Guinea

La Haute-Commissaire des Nations Unies aux droits de l'Homme par intérim salue l'ouverture du procès pour massacre en Guinée d’il y a 13 ans

GENÈVE (28 septembre 2022) - La Haute-Commissaire des Nations Unies aux droits de l'Homme par intérim, Nada Al-Nashif, s'est félicitée aujourd'hui de l'ouverture du procès concernant les graves violations des droits de l'Homme commises lors des événements du 28 septembre 2009 en Guinée.

Ce jour-là, les forces de sécurité et militaires guinéennes ont attaqué un rassemblement politique pacifique au stade de Conakry, qui a fait au moins 156 personnes disparues ou tuées - dont beaucoup ont été torturées à mort et leurs cadavres enterrés dans des fosses communes - et au moins 109 filles et femmes victimes de violences sexuelles, y compris les mutilations et l'esclavage sexuels.

Onze personnes ont été inculpées en rapport avec le massacre. La Commission d'enquête de l'ONU en 2009 a conclu qu'il existait une "forte présomption que des crimes contre l'humanité aient été commis" et qu’ "il existe des motifs raisonnables de soupçonner une responsabilité pénale individuelle".

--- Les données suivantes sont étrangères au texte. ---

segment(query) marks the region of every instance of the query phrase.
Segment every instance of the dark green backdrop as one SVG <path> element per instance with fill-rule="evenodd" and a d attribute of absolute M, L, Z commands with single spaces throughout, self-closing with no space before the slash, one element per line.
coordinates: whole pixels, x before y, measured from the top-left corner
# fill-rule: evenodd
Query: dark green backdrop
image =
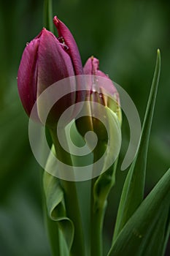
<path fill-rule="evenodd" d="M 43 1 L 0 2 L 0 255 L 50 255 L 43 227 L 39 167 L 28 138 L 28 118 L 20 102 L 17 72 L 26 43 L 43 26 Z M 146 194 L 169 167 L 170 4 L 167 1 L 61 0 L 57 14 L 76 39 L 82 63 L 91 55 L 129 94 L 142 121 L 156 50 L 162 68 L 148 156 Z M 124 118 L 120 162 L 129 130 Z M 105 220 L 105 251 L 127 171 L 118 171 Z"/>

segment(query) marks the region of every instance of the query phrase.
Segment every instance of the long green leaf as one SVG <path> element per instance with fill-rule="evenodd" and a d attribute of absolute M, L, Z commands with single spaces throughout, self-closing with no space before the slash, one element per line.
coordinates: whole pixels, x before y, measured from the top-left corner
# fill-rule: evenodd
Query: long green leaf
<path fill-rule="evenodd" d="M 129 219 L 107 256 L 162 255 L 169 221 L 169 198 L 170 169 Z"/>
<path fill-rule="evenodd" d="M 137 155 L 127 175 L 118 208 L 113 241 L 143 200 L 148 142 L 152 121 L 161 70 L 161 53 L 157 61 L 142 126 L 142 137 Z"/>
<path fill-rule="evenodd" d="M 53 165 L 51 159 L 48 159 L 47 165 Z M 46 171 L 44 173 L 43 184 L 47 215 L 51 220 L 50 225 L 51 227 L 53 225 L 51 228 L 54 229 L 53 233 L 56 234 L 56 239 L 59 238 L 60 251 L 63 250 L 63 247 L 67 247 L 69 252 L 74 238 L 74 225 L 72 221 L 66 217 L 63 188 L 60 184 L 59 179 Z M 55 229 L 58 229 L 58 233 Z M 55 238 L 53 239 L 55 240 Z M 64 254 L 61 252 L 61 255 L 65 255 L 66 252 Z"/>

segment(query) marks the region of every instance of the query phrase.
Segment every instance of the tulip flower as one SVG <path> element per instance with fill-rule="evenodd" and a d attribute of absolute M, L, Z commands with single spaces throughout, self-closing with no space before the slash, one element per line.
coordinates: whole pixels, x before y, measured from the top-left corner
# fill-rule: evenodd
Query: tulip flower
<path fill-rule="evenodd" d="M 84 75 L 91 75 L 91 76 L 88 77 L 88 85 L 85 99 L 87 103 L 85 102 L 84 105 L 90 117 L 83 117 L 85 125 L 82 125 L 82 118 L 77 119 L 76 121 L 77 127 L 83 136 L 87 131 L 93 130 L 98 135 L 100 140 L 106 140 L 107 135 L 104 124 L 93 116 L 94 111 L 96 111 L 94 110 L 93 103 L 97 102 L 109 108 L 115 114 L 119 123 L 121 124 L 119 94 L 108 75 L 99 70 L 99 61 L 97 59 L 93 56 L 89 58 L 84 66 L 83 72 Z M 100 79 L 99 77 L 106 79 Z M 98 111 L 100 111 L 100 105 L 98 105 Z"/>
<path fill-rule="evenodd" d="M 18 74 L 18 91 L 28 116 L 38 96 L 48 86 L 65 78 L 83 72 L 73 36 L 56 16 L 53 21 L 59 37 L 42 29 L 39 34 L 27 44 L 20 61 Z M 75 92 L 64 97 L 62 103 L 59 100 L 55 104 L 52 111 L 52 120 L 57 121 L 64 109 L 75 103 L 80 97 Z"/>

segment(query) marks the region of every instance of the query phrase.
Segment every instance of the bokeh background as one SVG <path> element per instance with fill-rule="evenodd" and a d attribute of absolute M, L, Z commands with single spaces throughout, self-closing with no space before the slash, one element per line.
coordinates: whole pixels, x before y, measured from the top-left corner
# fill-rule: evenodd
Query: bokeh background
<path fill-rule="evenodd" d="M 121 85 L 142 121 L 156 50 L 162 67 L 150 141 L 146 195 L 170 163 L 170 2 L 162 0 L 54 0 L 57 14 L 70 29 L 82 63 L 91 55 L 100 69 Z M 43 1 L 0 2 L 0 255 L 50 255 L 43 224 L 41 170 L 31 153 L 28 121 L 17 89 L 26 43 L 43 26 Z M 129 140 L 123 124 L 123 159 Z M 117 171 L 109 197 L 104 251 L 110 244 L 126 171 Z M 85 184 L 85 183 L 84 183 Z M 168 255 L 168 252 L 167 252 Z"/>

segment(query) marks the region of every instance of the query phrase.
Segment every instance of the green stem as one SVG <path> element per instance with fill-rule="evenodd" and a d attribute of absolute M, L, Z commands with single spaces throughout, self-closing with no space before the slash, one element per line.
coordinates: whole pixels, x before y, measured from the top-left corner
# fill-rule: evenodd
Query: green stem
<path fill-rule="evenodd" d="M 72 161 L 71 155 L 66 152 L 61 146 L 55 129 L 51 129 L 50 133 L 55 146 L 57 157 L 64 164 L 72 166 Z M 62 171 L 62 170 L 61 170 L 61 171 Z M 68 181 L 65 180 L 62 180 L 61 182 L 64 190 L 66 214 L 67 217 L 72 220 L 74 226 L 74 237 L 71 249 L 71 255 L 84 256 L 85 246 L 76 184 L 74 181 Z"/>
<path fill-rule="evenodd" d="M 47 209 L 46 205 L 45 195 L 43 186 L 43 175 L 44 170 L 41 168 L 40 170 L 40 184 L 42 190 L 42 209 L 44 214 L 44 220 L 45 223 L 45 227 L 48 236 L 48 239 L 50 244 L 50 248 L 52 255 L 61 255 L 60 253 L 60 242 L 59 242 L 59 233 L 58 226 L 55 222 L 53 222 L 50 219 L 47 214 Z"/>
<path fill-rule="evenodd" d="M 93 162 L 97 161 L 105 151 L 103 142 L 98 143 L 96 148 L 98 150 L 95 150 L 93 154 Z M 94 168 L 93 171 L 95 172 Z M 91 256 L 103 255 L 103 224 L 105 210 L 104 204 L 96 206 L 94 200 L 94 186 L 98 178 L 94 178 L 91 181 Z"/>
<path fill-rule="evenodd" d="M 96 208 L 93 195 L 93 188 L 96 178 L 92 180 L 91 194 L 91 256 L 101 256 L 103 255 L 103 224 L 104 212 L 103 207 Z"/>
<path fill-rule="evenodd" d="M 44 26 L 45 27 L 53 32 L 53 1 L 45 0 L 44 2 Z"/>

« Les victimes et leurs proches attendent depuis 13 ans la vérité, la justice et des réparations. L'ouverture aujourd'hui de ce processus judiciaire tant attendu est une étape cruciale pour la Guinée dans sa lutte contre l'impunité », a déclaré Al-Nashif.

Au lendemain des événements, la Commission d'enquête des Nations Unies, avec le soutien du Haut-Commissariat des Nations Unies aux droits de l’Homme, a été mandatée pour établir les faits et les circonstances desdits incidents, identifier les responsables et faire des recommandations.

« Depuis 2009, nous plaidons pour la tenue des procès. Nous appelons les autorités concernées à veiller à ce que le procès se déroule de manière centrée sur les victimes et conformément aux normes internationales et à une procédure régulière », a-t-elle ajouté. La Cheffe par intérim des droits de l'Homme a déclaré que ces normes internationales incluent la garantie que les juges puissent s'acquitter de leurs fonctions de manière indépendante sans ingérence ou obstruction indues.

Le Haut-Commissariat des Nations Unies aux droits de l’Homme suivra le déroulement du procès et le respect des normes et standards internationaux, et réitère son engagement à continuer de soutenir les efforts des autorités guinéennes pour promouvoir et protéger les droits de l’Homme.

« L’établissement de la responsabilité pénale est essentiel pour assurer la guérison des blessures et la réconciliation », a souligné Al-Nashif.